Once he arrived at his home on Kirkland Lane, Henry bid his driver goodnight and, ensuring no one was watching, bent over and climbed the steps like an ape. As his eyes hit the stairs on his four-limbed ascent, he was struck with a face he had never known, one of humility.

Walking straight was beginning to be less of a problem. When he entered his home, he ambled over to the lower level study. “Father!” he called out, watching himself march through the dimly lit hallway.

The blind man of sixty-six was adept in distinguishing the gamut of emotions by scale of intensity, tone. What he heard from his son’s voice was… fear? Perhaps it wasn’t his son for he had never translated this anxiety in the man before.

“Father,” Henry was at the door. “Father, are you in here? Hel- Oh, there you are.”

“Don’t tell me you’re going blind now, my boy. I’m in the middle of the room, how could you not see me?” The sightless man shifted in his chair, towards the origin of the voice.

“Father, I must tell you, something has happened to me. I know not of how it began nor do I know if it will ever end. But such a burden it is!”

“You in love, my boy?”

“Love? No, Father! We both know I have never seen the face of love. And-- after what has happened… I probably never will,” he cited in a rueful voice but then continued with exasperation. “Father, my eyes are no longer my own! I cannot see what is before me, but reflections. Wherever I look, I see myself"this man, this face! and what lies behind me. Everything has become a mirror! Father, your face is replaced with my own retched skin. I cannot see you but the back of your chair and a white head above it, then myself in this door. I cannot see!”

“Calm, my boy,” said the blind father, his voice coming out like wind over crumbled sandstone but harsh. The cracking of wood in the fire blanketed the ears for a moment. “You still have sight…” he resumed, “and you insult me to say such a gift is a loss. Be glad you can see at all. Besides, you are always going on about mirrors and mirrors. I know how you treasure your looks; I hear you go on when gazing at your reflection. One would believe that such a power would delight you-”

“But this is a curse!”

“And how many people have said as such!” The blind man had a sudden rush of passion in his voice, quite the opposite his usual taciturn manner. “You think you are the first to experience tragedy, an unexpected toss? ‘A curse’ you say! Ah! And oh, how you complain about yourself as if the world were to end. What a paucity of attention you have paid to anyone beyond your belittling eyelash. You’re a vacuous narcissist with a cohort of mirrors!”

“Sir!” Henry surged forward into the room, his black dress shoes muffled by the plush rug.

“What? What did you expect me to say when you come in here and finally had this deplorable conceit turned on your tail? You expect me to tell you how awful, how terrible it is? I’m rejoicing! Calling for a paean! Or, if you want, you can see it as helping you along the process.” Henry watched himself tip his head in confusion, a bar of water in his sizzling rage.

The father lowered his voice like he was explaining to a child. “You have been given this ability for a reason, Henry.”

“A reason!” he scoffed. “How absurd! I do not need to change!”

“Reflection, you say, is all you see, but how wrong you are! When have you ever ‘reflected’ your effect on others?”

“"But they all admire me…”

“’Admire!’ Young man,” his eyes, wiped of bold color, were held to the red and gold carpet without focus, “what a tenacious idea you hold in your head about your so-called ‘friends’.

“This power requires an end to bring about the exulted beginning. There are things you must do! You must recant your learning indolence and substitute it with worldly knowledge. Know that you cannot erase those indelible remarks stained on the people of this town, but you can try to understand their true behavior towards you and have reconciliation….” The judicious words carried the feeling of awakening from hibernation, like his father possessed words on his tongue for the past twenty years but never until now had the chance to utter them. He took a deep sigh, a curt cough at the end. “Son,” he brought his eyes to the space in the doorway, “in order to revert this-- gift, you must fulfill its intentions. What you need is some time to evaluate your life and such cannot be done in society.”

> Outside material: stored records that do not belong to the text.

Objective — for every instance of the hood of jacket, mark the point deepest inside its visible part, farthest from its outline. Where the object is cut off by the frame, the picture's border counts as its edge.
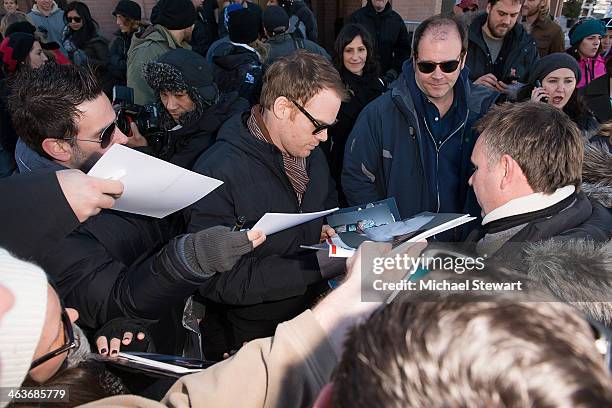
(28, 161)
(54, 10)
(596, 175)
(575, 271)
(155, 33)
(372, 11)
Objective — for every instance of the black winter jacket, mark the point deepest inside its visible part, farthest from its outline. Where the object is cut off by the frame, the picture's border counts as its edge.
(115, 264)
(278, 280)
(519, 52)
(387, 28)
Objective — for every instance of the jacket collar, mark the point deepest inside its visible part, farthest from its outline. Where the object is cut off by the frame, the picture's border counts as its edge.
(28, 161)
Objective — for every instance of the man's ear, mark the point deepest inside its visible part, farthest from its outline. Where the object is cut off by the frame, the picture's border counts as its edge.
(282, 108)
(57, 149)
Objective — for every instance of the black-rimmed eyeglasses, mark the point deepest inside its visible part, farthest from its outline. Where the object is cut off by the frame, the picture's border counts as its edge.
(69, 342)
(104, 139)
(319, 127)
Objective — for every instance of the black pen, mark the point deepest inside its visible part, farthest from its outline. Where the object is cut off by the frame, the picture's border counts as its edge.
(239, 223)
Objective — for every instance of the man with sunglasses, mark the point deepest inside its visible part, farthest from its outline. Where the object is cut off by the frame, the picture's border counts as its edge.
(500, 51)
(414, 142)
(114, 264)
(269, 161)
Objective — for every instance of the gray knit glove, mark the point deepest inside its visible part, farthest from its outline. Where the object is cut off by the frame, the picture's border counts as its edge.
(216, 249)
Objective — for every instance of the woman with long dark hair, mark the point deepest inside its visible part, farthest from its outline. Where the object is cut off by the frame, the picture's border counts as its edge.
(84, 43)
(554, 80)
(354, 58)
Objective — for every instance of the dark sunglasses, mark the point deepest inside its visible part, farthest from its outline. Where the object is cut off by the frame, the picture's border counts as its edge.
(69, 342)
(319, 127)
(447, 67)
(105, 136)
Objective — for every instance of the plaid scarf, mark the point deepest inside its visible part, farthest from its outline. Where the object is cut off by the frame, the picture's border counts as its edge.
(295, 167)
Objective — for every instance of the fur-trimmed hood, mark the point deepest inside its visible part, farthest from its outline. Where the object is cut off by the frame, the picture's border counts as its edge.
(578, 272)
(597, 174)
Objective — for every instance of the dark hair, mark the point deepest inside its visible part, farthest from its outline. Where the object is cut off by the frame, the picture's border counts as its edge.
(348, 34)
(90, 26)
(468, 351)
(575, 108)
(439, 21)
(44, 102)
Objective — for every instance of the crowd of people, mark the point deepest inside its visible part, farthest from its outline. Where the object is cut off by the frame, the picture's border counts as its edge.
(475, 112)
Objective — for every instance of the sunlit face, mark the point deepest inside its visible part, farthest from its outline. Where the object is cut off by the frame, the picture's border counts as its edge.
(379, 5)
(560, 85)
(486, 179)
(10, 6)
(37, 57)
(177, 104)
(355, 55)
(502, 17)
(589, 46)
(606, 42)
(45, 5)
(51, 338)
(95, 116)
(75, 22)
(443, 44)
(531, 7)
(295, 136)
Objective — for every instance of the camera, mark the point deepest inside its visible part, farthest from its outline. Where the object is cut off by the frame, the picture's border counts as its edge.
(146, 117)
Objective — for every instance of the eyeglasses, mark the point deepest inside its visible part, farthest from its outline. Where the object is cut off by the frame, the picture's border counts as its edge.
(104, 139)
(447, 67)
(69, 342)
(319, 127)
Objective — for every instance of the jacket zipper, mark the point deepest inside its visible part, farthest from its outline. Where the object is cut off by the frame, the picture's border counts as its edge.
(438, 148)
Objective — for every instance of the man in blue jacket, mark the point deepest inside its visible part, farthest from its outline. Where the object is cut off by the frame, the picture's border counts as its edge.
(414, 142)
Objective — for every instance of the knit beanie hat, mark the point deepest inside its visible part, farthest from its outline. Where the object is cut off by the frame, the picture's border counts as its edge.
(585, 28)
(21, 327)
(174, 14)
(181, 70)
(275, 20)
(15, 49)
(552, 62)
(242, 26)
(129, 9)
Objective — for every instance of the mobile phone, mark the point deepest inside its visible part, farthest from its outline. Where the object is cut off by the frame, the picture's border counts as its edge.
(538, 84)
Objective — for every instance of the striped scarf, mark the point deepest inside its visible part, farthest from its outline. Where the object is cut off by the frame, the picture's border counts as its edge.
(295, 167)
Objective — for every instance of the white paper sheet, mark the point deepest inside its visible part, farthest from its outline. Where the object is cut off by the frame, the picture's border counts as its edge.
(152, 186)
(272, 223)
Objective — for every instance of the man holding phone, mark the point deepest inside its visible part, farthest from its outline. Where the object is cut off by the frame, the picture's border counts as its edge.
(500, 51)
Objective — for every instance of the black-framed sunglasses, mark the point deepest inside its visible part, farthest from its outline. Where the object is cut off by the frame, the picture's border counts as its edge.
(69, 342)
(104, 139)
(447, 67)
(319, 127)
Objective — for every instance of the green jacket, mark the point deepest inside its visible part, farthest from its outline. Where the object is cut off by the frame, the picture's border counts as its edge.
(147, 46)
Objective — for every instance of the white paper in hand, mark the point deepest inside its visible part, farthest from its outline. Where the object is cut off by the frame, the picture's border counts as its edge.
(152, 186)
(271, 223)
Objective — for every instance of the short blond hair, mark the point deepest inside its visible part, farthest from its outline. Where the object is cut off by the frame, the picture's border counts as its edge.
(300, 77)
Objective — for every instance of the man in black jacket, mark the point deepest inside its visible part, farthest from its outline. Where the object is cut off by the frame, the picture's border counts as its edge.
(269, 161)
(500, 50)
(389, 32)
(114, 264)
(528, 168)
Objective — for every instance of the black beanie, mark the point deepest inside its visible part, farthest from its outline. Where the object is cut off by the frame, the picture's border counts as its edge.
(129, 9)
(174, 14)
(242, 26)
(20, 27)
(15, 49)
(552, 62)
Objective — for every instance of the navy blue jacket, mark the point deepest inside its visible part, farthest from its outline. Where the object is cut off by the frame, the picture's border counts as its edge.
(384, 154)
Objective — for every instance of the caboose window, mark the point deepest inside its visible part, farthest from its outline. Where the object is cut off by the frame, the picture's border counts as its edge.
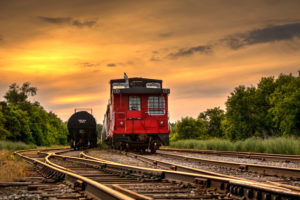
(156, 105)
(134, 103)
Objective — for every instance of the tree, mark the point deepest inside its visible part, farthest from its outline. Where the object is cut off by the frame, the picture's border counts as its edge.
(213, 118)
(3, 132)
(240, 116)
(17, 94)
(285, 101)
(265, 125)
(189, 128)
(21, 120)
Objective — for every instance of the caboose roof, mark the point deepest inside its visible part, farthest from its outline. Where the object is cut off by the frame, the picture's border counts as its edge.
(146, 80)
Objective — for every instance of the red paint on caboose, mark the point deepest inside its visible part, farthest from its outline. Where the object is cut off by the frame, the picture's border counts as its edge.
(137, 114)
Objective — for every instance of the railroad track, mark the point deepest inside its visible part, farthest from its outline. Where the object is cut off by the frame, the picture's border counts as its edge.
(290, 173)
(259, 156)
(108, 180)
(182, 167)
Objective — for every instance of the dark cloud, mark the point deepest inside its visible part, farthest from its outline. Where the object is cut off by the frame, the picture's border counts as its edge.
(268, 34)
(189, 51)
(111, 65)
(164, 35)
(88, 65)
(192, 91)
(154, 59)
(84, 23)
(67, 21)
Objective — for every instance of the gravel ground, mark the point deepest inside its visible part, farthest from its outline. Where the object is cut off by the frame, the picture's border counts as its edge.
(234, 159)
(231, 172)
(120, 158)
(72, 153)
(117, 157)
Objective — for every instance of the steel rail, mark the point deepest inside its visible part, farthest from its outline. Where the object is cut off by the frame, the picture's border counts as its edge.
(259, 156)
(238, 187)
(292, 173)
(93, 188)
(177, 167)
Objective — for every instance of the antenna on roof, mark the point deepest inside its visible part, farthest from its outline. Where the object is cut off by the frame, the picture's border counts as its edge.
(126, 80)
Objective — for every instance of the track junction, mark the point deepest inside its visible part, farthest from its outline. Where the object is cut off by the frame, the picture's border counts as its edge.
(103, 179)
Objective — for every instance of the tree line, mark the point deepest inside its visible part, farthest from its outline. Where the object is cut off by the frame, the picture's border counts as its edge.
(272, 108)
(22, 120)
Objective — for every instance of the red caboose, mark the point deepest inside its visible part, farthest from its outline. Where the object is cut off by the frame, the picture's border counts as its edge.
(137, 114)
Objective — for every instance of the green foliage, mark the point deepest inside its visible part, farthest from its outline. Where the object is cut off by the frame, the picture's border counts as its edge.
(213, 118)
(17, 94)
(9, 145)
(276, 145)
(189, 128)
(241, 113)
(270, 109)
(21, 120)
(285, 103)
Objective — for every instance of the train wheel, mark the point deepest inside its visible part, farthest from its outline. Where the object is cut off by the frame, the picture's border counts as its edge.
(127, 147)
(153, 150)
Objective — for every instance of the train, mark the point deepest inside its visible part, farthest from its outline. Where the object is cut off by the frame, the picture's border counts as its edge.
(82, 129)
(137, 117)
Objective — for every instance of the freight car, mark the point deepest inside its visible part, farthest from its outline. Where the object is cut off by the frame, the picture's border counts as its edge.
(82, 130)
(137, 115)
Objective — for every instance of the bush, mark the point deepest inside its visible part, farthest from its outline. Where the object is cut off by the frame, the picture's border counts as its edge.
(15, 145)
(276, 145)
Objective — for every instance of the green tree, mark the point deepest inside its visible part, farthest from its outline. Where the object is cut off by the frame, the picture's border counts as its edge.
(262, 105)
(240, 116)
(213, 118)
(285, 101)
(21, 120)
(17, 94)
(189, 128)
(3, 132)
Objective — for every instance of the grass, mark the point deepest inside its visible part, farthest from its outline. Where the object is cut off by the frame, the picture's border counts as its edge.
(12, 168)
(8, 145)
(276, 145)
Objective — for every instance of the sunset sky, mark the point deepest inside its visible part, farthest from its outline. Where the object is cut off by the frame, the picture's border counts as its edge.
(201, 49)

“Not in society…” Henry shifted under the wood carved ceiling to a defiant stance, the candlelight behind him wavering in the determined air. Watching himself grow hot with anger, Sir Cabbage felt that he was the sight his father never had. “’Not in society’. No, Sir. You twist this cursed affliction into a tool for your own use! You wish to push me out of this house, you always have. Well, Father, just because you cannot see-“

“Cannot see? I can see better than you, boy! How little one can learn! It is not the colors you take in which weighs the sight, but what you perceive in the environment around you. There is so much more beneath the surface of the sea than the reflection that lies upon it. You must plunge into the water, no matter how bitter it might taste.

“And though I have only spoken to few in this town, I know how they abhor your presence. You decimate their spirit! You divest their penny wishes! All you see is a fantasy, spooled by their extant desires. Sight, my boy,” he finished, “is a sense you have never possessed.”

Such a sinewy flush of words coming from the father was wholly astounding. The image of himself, stupefied, his face and coat distraught, was one that would be inked on Henry’s memory for calendars to come. “And this how you always thought of me.” he asked with a nod, each word carried over like a queried crumb on an ant’s back.

“This is how you’ve always been… since-”

“Mother’s death,” he completed. “And how I wonder why such was. Both my parents were buried into the earth that day! You were never a father to me, just a sickened chair occupying grievances. You had no interest in the life of your son! You speak that I have never learned, but you, Sir, have never taught!”

“How can a bird teach a lion how to fly?” the father rasped vehemently. “How can a reflection move from intangible bonds without the reflector breaking his gaze?” He put his fingers to his thumb, palm up, eyes at the chin of his child. “A bird cannot teach a lion how to fly because the lion does not wish wings; he is content with his being. The lion believes that he is of greater power than the bird; he has no need for wings because he may bring them down with surreptitious claws. So, to protect itself, the bird avoids the beast. For fear of wasting time. For fear of being attacked. A lion does not dream to be prey, my son, even if the prey possesses something as grand as flight.”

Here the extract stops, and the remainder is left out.